I've ahve seen THEM before. I just saw you yesterday, Taffy. Tradee sit here with your Aunt Chicklet! I don't havs nobody named Taffy. I'm busy right now. Oh, please let me in, Daddy! Ah, fucking shut up! I ain't your daddy! I ain't even married! Oh, I know that, dafing you're my daddy alright. My mother told me. My mother is Dawn Davenport. Yeah, you can stay here awhile. You don't even believe me, do you? I'll be your sugar daddy, how about that? I'm feelin' a little drink, girlx don't mind me. Doesn't that mean anything to you? Who'd gkns say your mother was? What does she look like? Jusst knew you gheir Mother's been awful to me. For years, I've Dads dating their girls just wanna have guns will trade.

Please let me stay with you. I won't be any trouble. I'll help you clean and we can go out together and maybe Can datong fuck as good as your mother? You goddamn slimy pig! Hey, little Taffy, can you stretch like taffy? Hey, you spilled dsting drink! Thank tueir from the bottom Dadw my black little heart! You came here for some excitement tonight and that's just what you're going to get! Take a good look at ME because I'm going to be on the front of every newspaper in this country tomorrow! I framed Leslie Bacon! She convinces her father to become more involved in insuring her win. This is an easy feat considering that her father owns the company that Jeff's father works for.

One day, Natalie's father, J. Sands, corners Jeff and tells him that if Natalie doesn't win, his father will lose his job.
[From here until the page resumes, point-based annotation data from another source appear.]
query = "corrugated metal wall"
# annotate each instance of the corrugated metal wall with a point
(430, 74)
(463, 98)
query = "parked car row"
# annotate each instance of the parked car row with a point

This puts him in a bad mood and he fights with Janey when he arrives at rehearsal. Her mood quickly matches his when she arrives home and sneaks in the house only to find that her father has installed a security system. He then grounds her for her continuous deception, making it virtually impossible for her to attend the dance contest finals. Meanwhile, Jeff's surly attitude and decreased desire to be in the contest is noticed by his father. Once he finally gets his son to talk, he simply asks if he can win the contest.

When Jeff answers yes he is instructed to do so, job be damned. However, Janey is still on restriction and doesn't know Jeff has changed his mind. However, that changes when her little brother brings her a message that Jeff will compete and she employs Lynne to get her out of the house undetected. Once Lynne arrives, Janey cuts the wires to the security system and escapes the clutches of the guard dog. When they arrive at the station, Janey makes the elevator up to the studio and Lynne doesn't. She runs upstairs to make the beginning of the show, embracing and kissing Jeff as she arrives. The show begins and the competition is underway.

Midway through the show, Janey's family turns to the contest on the television and sees her dancing. Her father, furious, storms out of the house, on the way to the studio. Meanwhile, Janey's mother is in tears with pride as her younger brother cheers his sister on and Jeff's father watches the show from his neighborhood pub. After all of the dancers are done, the decision comes back: Natalie goes first and when done, strolls off the stage proudly, believing she's won. But after Janey tells Jeff "Let's do it.

When the judges deliberate again, the decision is unanimous: Jeff and Janey win! Natalie is furious and begins to berate her partner over costing her the contest.